Barrelhouse: That’s kind of a best/worst case scenario, right? So, that thing you talk about when you’re drinking — why don’t you put your money where your mouth is, when you’re not drinking, and write a book about it? I’m still waiting for somebody to ask me to write a book about my theory of people’s favorite Patrick Swayze movies (it’s real!), by the way.
Did writing these essays change the actual process of running for you?
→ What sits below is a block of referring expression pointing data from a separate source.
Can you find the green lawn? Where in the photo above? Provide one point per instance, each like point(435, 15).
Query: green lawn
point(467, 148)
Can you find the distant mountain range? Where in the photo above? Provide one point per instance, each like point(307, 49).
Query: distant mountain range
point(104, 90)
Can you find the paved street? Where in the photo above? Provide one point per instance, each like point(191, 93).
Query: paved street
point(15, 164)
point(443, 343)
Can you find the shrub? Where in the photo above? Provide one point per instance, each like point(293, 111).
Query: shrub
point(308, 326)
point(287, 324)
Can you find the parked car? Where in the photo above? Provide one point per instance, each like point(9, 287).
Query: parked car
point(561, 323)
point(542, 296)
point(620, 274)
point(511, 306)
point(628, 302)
BT: You nailed it, in this case it was a good thing. As would be a Swayze book.
And now an answer:
I’m surprised how hard it is for me to start this answer, it must be the Swayze reference you made before asking this question, because now despite how hard I try not to think about it, all I can think about is Swayze in that Chippendales skit with Chris Farley. Well, that and Roadhouse of course. Wait, what was the question? Oh right, change, running, process, all of that. What’s changed the most, is something that was least conscious on my part as I wrote the essays, but has become more glaring to me as I have answered questions about the collection and read some of the reviews, and it is this idea that much of the time the process of running for me is not that enjoyable. I get a lot out of it, both as a writer and just as someone who needs to slough off any number of tensions and anxieties. I have a compulsive need to run and there is pleasure, but all of this is counterbalanced by not feeling good, getting older, being in pain, and not fluid, worrying about my arthritic knees and I consciously wrote these things, but while I understood that all of this was on my mind, I had blocked out how often running is akin to suffering, and so now I’m super-conscious of that on all runs, adding a new compulsion to my vast collection of old ones.